Melchor de Santa Cruz y Dueñas (España)
En ciertas épocas del año, a los frailes de las órdenes mendicantes se les prohibía comer carne en sus conventos. Pero si viajaban, como vivían de la limosna, tenían la dispensa para comer lo que les sirvieran. Sucedió un día que dos de estos frailes llegaron a una pobre hostería, donde se alojaron y compartieron la mesa con un mercader que se encontraba allí de paso.
Como la posadera era muy pobre, sirvió solo un pollo para todos, pues no tenía más comida. El mercader, que tenía mucha hambre y quería comerse todo el pollo, se dirigió a los frailes y les dijo:
—Si no estoy mal, por estos días ustedes no deben comer carne de ninguna clase.
A lo que los hermanos, forzados por la regla de su orden, no tuvieron más remedio que decir que sí, que era cierto que por aquellos días no podían comer carne en sus conventos. Con esta treta, el mercader se pudo comer todo el pollo, mientras los frailes tuvieron que resignarse a pasar la noche con hambre.
Cuando el mercader terminó de comer, él y los frailes volvieron a emprender juntos el camino. Los tres viajeros hacían el trayecto caminando: los primeros, por sus votos de pobreza, y el segundo, por su avaricia. Un tiempo después de estar caminando encontraron un río muy ancho y profundo. Como todos iban a pie —los frailes por pobreza y el mercader por avaricia—, uno de aquellos, por no faltar a las prácticas de su orden, tomó sobre sus hombros al mercader, en cuyas manos puso antes sus sandalias.

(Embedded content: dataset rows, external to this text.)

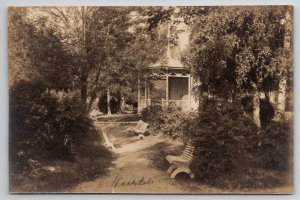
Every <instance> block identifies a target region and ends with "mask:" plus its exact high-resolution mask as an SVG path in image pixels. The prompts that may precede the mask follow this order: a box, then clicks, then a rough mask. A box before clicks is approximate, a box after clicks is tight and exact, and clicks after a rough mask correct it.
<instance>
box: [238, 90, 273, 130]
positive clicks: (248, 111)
mask: <svg viewBox="0 0 300 200" xmlns="http://www.w3.org/2000/svg"><path fill="white" fill-rule="evenodd" d="M241 105H242V106H243V109H244V110H245V111H246V113H247V114H249V115H252V114H253V96H251V95H248V96H244V97H243V98H241ZM274 115H275V109H274V107H273V105H272V104H271V103H270V102H269V100H268V99H260V113H259V116H260V121H261V123H262V126H266V125H267V124H268V123H270V122H271V120H272V119H273V117H274Z"/></svg>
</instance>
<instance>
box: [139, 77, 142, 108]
mask: <svg viewBox="0 0 300 200" xmlns="http://www.w3.org/2000/svg"><path fill="white" fill-rule="evenodd" d="M141 110H142V109H141V80H140V79H138V113H141Z"/></svg>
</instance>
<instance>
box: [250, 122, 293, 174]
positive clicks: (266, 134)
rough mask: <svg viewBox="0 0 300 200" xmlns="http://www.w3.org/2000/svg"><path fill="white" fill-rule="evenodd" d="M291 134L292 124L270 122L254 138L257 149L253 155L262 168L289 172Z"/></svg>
mask: <svg viewBox="0 0 300 200" xmlns="http://www.w3.org/2000/svg"><path fill="white" fill-rule="evenodd" d="M292 133H293V131H292V123H291V122H288V121H286V122H272V123H269V124H268V125H267V126H266V127H265V128H264V129H262V131H261V132H260V134H259V135H258V137H257V138H256V139H257V142H258V148H257V151H256V155H255V156H256V157H258V158H259V159H260V162H259V163H261V165H262V167H264V168H268V169H272V170H277V171H281V172H282V171H286V170H289V168H290V166H289V159H290V158H291V152H290V150H291V147H290V145H291V144H292V135H291V134H292Z"/></svg>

Cuando estaban en medio del río, el fraile recordó de pronto una norma de su comunidad, por lo que se detuvo, volvió la cabeza hacia el mercader y le dijo:
—¿Lleva acaso algún dinero encima?
—¿Cómo supone usted que un mercader como yo viaje desprovisto de dinero? —repuso el comerciante con arrogancia.
—¡Pobre de mí! —exclamó el fraile—. Debe saber que tenemos una norma que nos prohíbe llevar dinero encima. —Y apenas pronunció estas palabras, lanzó el mercader al río.
El mercader, viendo que el fraile se había desquitado con tanta gracia de la treta que les había jugado en el albergue, aceptó la humillación con resignación, aunque un poco molesto por haber sido superado.